Predicting Mortgage Default with the Minitab Predictive Analytics Module
Predictive analytics models in Minitab Statistical Software can be an incredibly valuable asset in all industries. Business value can be generated from predicting measures such as customer churn, patient length of stay, costs, risk, profits, and many other factors.
In this blog, we'll look at an application in the banking industry. For a bank, providing a mortgage to the wrong person can be a mistake costing hundreds of thousands of dollars. Given these stakes, it is extremely important that banks understand their customers and make predictions about them before deciding to approve or reject their mortgage application. Let's see how Minitab Predictive Analytics can minimize the number of mortgage defaults by accurately predicting what customers are likely to default in the future.
Understand the Mortgage Data
Below is a section of the observational data utilized in the analysis. There are 1,645 observations on previous customer mortgages. Column C1 displays the response variable, or target, which contains yes if that person defaulted on their mortgage or no if they did not. The other 9 columns contain the features we will evaluate as potential predictors.
Current State of Mortgage Default
The pie chart below helps us to better understand the rate at which borrowers defaulted on their mortgage. We see that 10% of mortgages were defaulted on. Reducing that percentage can greatly increase profits.
Compare Predictive Models
To tackle this challenge, we look to the Predictive Analytics Module.
Since the response is yes or no, we will utilize a classification model. If interested in a continuous response, a tree-based regression model would be used. The Predictive Analytics Module contains three classification modeling types:
For classification, one of the main metrics to evaluate the goodness of fit of the model is the area under the ROC curve. The closer to 1 this metric is the better. Each of the three modeling engines in the module were utilized and the respective values for area under the ROC curve were compared.
TreeNet classification produced an area under the ROC curve of 0.9695. This value outperformed the areas under the ROC curves for models from the other two modeling engines meaning that the TreeNet classification model generated is the best predictive model for mortgage default. TreeNet Gradient Boosting is Minitab's most flexible, award-winning and powerful machine learning tool, and it is capable of consistently generating extremely accurate models. Of the three modeling engines, TreeNet often tends to produce the best results.

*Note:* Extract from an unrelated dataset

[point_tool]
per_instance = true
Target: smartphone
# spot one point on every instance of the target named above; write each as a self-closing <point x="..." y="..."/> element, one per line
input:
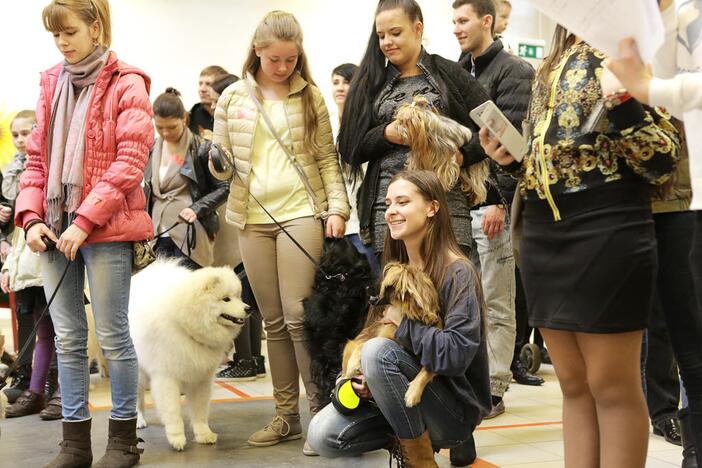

Visualize Important Variables
Let's first look at the relative variable importance graph as a part of our model output. Relative variable importance values range from 0% to 100% with the most important variable always being 100%. Debt to Credit is the most important variable in predicting mortgage default and it is followed by Debt to Income as the second most important. Eight of the nine features are important to the model in some capacity.
Make Predictions on Probability of Default
Now that we have our model in Minitab, we can make our predictions. We can enter individual values into Minitab to predict or columns of values if it would be valuable to make higher volumes of predictions at once.
We have the following data on an individual that has applied for a $485,000 mortgage:
- Age 43
- Earnings of $81,000
- 9 Credit Sources
- Debt to Credit Ratio of 0.68
- Debt to Income Ratio of 0.73
- Residential Mortgage
- From the Northwest Region
- No Dependents
We enter these values into the predictive model to obtain a probability that the individual defaults as shown in the prediction output below. The probability that this individual defaults on their mortgage is over 97%. Once the predictions are made, then you, the one with the industry knowledge, can interpret the prediction and act on it. I would think it would be likely an individual with a 97% probability of default would be rejected for a mortgage.
Making predictions when values for all the predictors are available is always the best-case scenario but realistically there are many times when some values of the predictors are missing. Predictive analytics in Minitab make it easy for us to still make predictions when this happens. In the example below, there are several missing values. Even with the missing values, we can still obtain a prediction for the probability this customer defaults on their mortgage.
We have another potential customer that has applied for a $375,000 mortgage. We don't have data on the earnings, the debt to income ratio, the region, and the number of dependents for this applicant. We do have the following information:
- Age 49
- 4 Credit Sources
- Debt to Credit Ratio of 0.31
- Residential Mortgage
Despite the missing values, we are still able to make a prediction and see that there is less than a 1% chance that this customer defaults on their mortgage as shown below.
Based on the analysis, this individual looks to be a good candidate for a mortgage as the probability of them defaulting is less than 1% based on the predictive model. This is just one example of how Minitab's tree-based machine learning algorithms can help you tackle complex problems and gain valuable insights.